Not satisfied with building a wall along the Mexican border, politicians in D.C. are discussing the idea of implanting immigrants with radio frequency ID chips.
Scott Silverman is the chairman and CEO of Applied Digital, parent company of VeriChip, an RFID industry leader. Among their specialties is tagging pets. On a May 16 visit to "FOX & Friends First," a New York-based morning show, Silverman tried to make the plan sound innocent enough.
"It's an election at the part of the immigrant or an election on the part of the government," he explained.
"We have talked to many people in Washington about using it."
Silverman then tried to make it sound like he would be doing immigrants a favor by implanting a tracking device in their bodies, saying the chips would be "a benefit to the person that's in the guest worker program because if you leave your card at home or you leave it at your work, you're not going to be able to go back and forth across the border."
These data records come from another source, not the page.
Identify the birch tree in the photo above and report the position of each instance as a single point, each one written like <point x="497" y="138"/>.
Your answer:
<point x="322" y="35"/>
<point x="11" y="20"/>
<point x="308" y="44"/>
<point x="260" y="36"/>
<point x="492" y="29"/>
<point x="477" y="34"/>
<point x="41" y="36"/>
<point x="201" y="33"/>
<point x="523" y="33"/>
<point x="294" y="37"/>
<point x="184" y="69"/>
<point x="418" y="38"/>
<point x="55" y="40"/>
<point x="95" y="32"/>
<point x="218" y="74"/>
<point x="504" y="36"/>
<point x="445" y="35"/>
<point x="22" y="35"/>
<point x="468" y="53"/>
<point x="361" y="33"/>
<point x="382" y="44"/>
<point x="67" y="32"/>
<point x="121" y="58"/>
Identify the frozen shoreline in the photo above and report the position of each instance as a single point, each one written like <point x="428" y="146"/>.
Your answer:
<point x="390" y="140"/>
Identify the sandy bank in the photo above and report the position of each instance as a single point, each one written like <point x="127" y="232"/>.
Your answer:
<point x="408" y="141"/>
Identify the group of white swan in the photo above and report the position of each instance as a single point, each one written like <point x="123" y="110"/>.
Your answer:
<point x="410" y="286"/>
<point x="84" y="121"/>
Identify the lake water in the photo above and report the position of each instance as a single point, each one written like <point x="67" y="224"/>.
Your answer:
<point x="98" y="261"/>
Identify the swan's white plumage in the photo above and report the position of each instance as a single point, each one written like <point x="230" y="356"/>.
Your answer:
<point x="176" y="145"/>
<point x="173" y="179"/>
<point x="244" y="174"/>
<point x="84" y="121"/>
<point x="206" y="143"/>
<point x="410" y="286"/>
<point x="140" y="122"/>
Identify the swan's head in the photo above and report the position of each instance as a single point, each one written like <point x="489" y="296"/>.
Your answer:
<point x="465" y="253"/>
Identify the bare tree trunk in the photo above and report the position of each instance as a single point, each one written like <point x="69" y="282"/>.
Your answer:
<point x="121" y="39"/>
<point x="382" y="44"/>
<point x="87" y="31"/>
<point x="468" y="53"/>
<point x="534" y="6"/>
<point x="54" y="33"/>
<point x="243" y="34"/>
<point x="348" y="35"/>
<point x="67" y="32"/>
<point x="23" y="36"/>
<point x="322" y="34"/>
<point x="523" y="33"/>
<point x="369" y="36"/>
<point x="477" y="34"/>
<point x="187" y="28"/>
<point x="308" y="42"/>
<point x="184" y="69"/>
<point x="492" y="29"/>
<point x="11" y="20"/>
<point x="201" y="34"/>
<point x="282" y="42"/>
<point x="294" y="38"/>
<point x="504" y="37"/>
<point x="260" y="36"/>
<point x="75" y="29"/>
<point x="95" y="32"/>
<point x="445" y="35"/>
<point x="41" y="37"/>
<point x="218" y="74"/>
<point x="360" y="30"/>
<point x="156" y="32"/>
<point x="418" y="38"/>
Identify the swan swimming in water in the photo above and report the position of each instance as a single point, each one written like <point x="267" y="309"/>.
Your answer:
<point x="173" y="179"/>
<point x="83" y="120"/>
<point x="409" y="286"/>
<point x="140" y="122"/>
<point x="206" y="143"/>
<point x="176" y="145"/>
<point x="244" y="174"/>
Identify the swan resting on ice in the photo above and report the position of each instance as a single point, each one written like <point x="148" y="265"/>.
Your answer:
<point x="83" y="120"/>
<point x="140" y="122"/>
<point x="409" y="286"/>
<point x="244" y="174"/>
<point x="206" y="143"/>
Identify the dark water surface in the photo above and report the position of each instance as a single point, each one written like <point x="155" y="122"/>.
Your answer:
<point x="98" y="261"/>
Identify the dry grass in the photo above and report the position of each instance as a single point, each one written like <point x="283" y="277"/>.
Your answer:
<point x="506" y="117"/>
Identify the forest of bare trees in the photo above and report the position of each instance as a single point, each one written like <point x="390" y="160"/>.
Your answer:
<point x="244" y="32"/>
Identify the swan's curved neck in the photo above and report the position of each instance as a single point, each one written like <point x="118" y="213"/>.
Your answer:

Brian Kilmeade, one of the show's hosts, compared the implants to "permanently putting a string on your finger."
A string that stretches all the way to Washington D.C.
Silverman's chips are currently being used to hold people's medical records. Their most notable guinea pig will be Tommy Thompson, President Bush's former Secretary of Health and Human Services. As a member of Applied Digital's board, he stands to profit handsomely if the government were to go forward with immigrant implants.
"We are all well aware of the need to enhance information technology in healthcare," Thompson said in a statement last year. "It is my belief that VeriChip is an important and secure means of accessing medical records and other information."
He has vowed to be tagged as soon as hospitals in D.C. and his home state of Wisconsin adopt the technology.
Americans are already being forced to have their passports implanted with the chips, enabling the government to access your personal information as well as a photograph of you.
RFID tags are also used to allow V.I.P. access to nightclubs, keep track of employees and luggage, and are in countless things you buy regularly.